Autre raison, les réseaux de distribution des constructeurs français étaient faibles en Amérique du Nord. Surtout celui de Peugeot. Pourtant, en 1977, le Lion a acheté Chrysler Europe et a pu écouler ici ses produits chez des concessionnaires Chrysler jusqu'en 1987. En vain. Les Français avaient «un réseau de concessionnaires vendeurs avant d'avoir un réseau de service après-vente», commente Alain Guillaume, président des Amateurs d'automobiles anciennes.

 

Peugeot a vendu ses derniers modèles en Amérique du Nord - des 405 et des 505 - en 1991. Renault Canada avait fermé ses portes depuis 1984. L'Alliance a été distribuée jusqu'en 1988, la Premier jusqu'en 1992 par les concessionnaires Eagle.

 

«L'adaptation au climat et au marché en général a été leur chant du cygne», pense Richard Boudrias. Le manque de vision des directions, l'absence d'études de marché et de marketing ont fait le reste. Le président-fondateur de Voitures anciennes du Québec, Gilbert Bureau, ajoute que le goût des Nord-Américains pour les grosses voitures a nui. «Les françaises étaient des voitures de pauvres», dit-il.

 

Chez les trois constructeurs, les personnes interrogées par Mon Volant ignorent aujourd'hui les raisons de cet échec...

 

Photo Archives Citroën

Citroën a frôlé le succès au Québec avec la DS, une voiture qui innovait dans plusieurs domaines. On la voit ici photographiée au chalet du mont Royal en 1965.

Photo archives La Presse

La Renault Alliance a été distribuée en Amérique du Nord pour la dernière fois en 1988. Ci-dessus, le modèle de 1983.

CHRONOLOGIE

 

Voici quelques modèles et dates emblématiques de la présence française en Amérique du Nord.

 

> 1900

- De Dion-Bouton est le plus grand constructeur d'automobiles du monde.

 

> 1906

-La première voiture française à être immatriculée au Québec est une De Dion-Bouton appartenant à Ucal-Henry Dandurand.

 

> Années 1910

-La Delaunay-Belleville est très prisée de la haute société.

 

> 1931

-À Montréal, Renault est le clou du salon automobile.

 

> 1955

-Arrivée des Renault Dauphine et 4CV.

 

> 1959

-Arrivées des Peugeot 403 et 404 et de la Citroën DS 19.

 

> Années 60

-Les Citroën 2CV et Ami 6, Peugeot 204, Simca 1000 et Renault 12 et 30 font leur entrée sur le marché nord-américain.

 





Photo Rémi Lemée, archives La Presse

Cette De Dion-Bouton 1902 de France est la première voiture immatriculée au Québec.

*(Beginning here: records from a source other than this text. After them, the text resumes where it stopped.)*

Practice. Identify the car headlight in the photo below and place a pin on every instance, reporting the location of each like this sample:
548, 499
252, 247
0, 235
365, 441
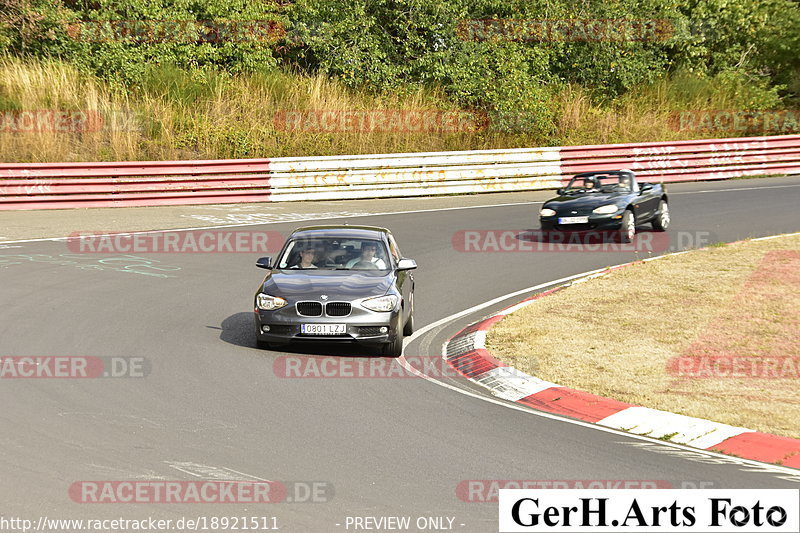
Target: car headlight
381, 303
269, 303
606, 209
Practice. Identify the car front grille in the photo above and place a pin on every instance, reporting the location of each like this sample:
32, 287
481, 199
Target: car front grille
309, 308
337, 308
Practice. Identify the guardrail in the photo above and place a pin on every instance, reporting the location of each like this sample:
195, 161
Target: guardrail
70, 185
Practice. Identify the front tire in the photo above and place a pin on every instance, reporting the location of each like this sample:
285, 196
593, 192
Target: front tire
627, 229
408, 329
394, 348
661, 222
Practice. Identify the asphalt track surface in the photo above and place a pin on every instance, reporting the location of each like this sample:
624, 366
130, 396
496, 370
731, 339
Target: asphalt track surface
388, 446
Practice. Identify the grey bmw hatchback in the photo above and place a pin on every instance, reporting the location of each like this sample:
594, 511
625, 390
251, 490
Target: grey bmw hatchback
337, 284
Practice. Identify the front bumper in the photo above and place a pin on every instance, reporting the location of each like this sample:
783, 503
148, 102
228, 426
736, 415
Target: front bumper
363, 326
610, 222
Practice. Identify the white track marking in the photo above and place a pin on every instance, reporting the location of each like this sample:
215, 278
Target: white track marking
674, 448
313, 218
211, 472
308, 218
692, 431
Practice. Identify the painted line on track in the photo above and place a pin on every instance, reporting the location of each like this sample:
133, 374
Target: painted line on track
793, 473
385, 213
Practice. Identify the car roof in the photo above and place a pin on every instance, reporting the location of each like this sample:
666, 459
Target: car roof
607, 173
341, 231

Photo Alain Raymond, collaboration spéciale

La Renault Dauphine est l'une des premières voitures françaises à avoir été exportées au Québec à partir de 1955.

> 1970

-Arrivées de la Citroën SM et des Peugeot 304 et 504.

 

> 1972

-La DS n'est plus vendue.

 

> 1974

-Citroën se retire du marché nord-américain.

 

> 1975

-Renault présente la version nord-américaine de sa R5: Le Car ou La Cinq.

 

> Années 80

-Renault investit les États-Unis avec l'Alliance (R9), l'Encore (R11), la Fuego, la Médaillon (R21) et la Premier (une proche cousine de la R25).

 

> 1984

-Renault Canada ferme ses portes.

 

> 1991

-Les 405 et 505 sont les dernières Peugeot vendues en Amérique du Nord.

 

> 1992

- La Premier est distribuée pour la dernière fois par les concessionnaires Eagle.

 

Photo Alain Raymond, collaboration spéciale

Rondeurs et taille en bouteille de Coca-Cola caractérisaient la Renault 4 CV.

Photo Wikipedia

Le Eagle Premier, proche cousine de la Renault 25, a été la dernière voiture d'origine française à être vendue en Amérique du Nord, en 1992.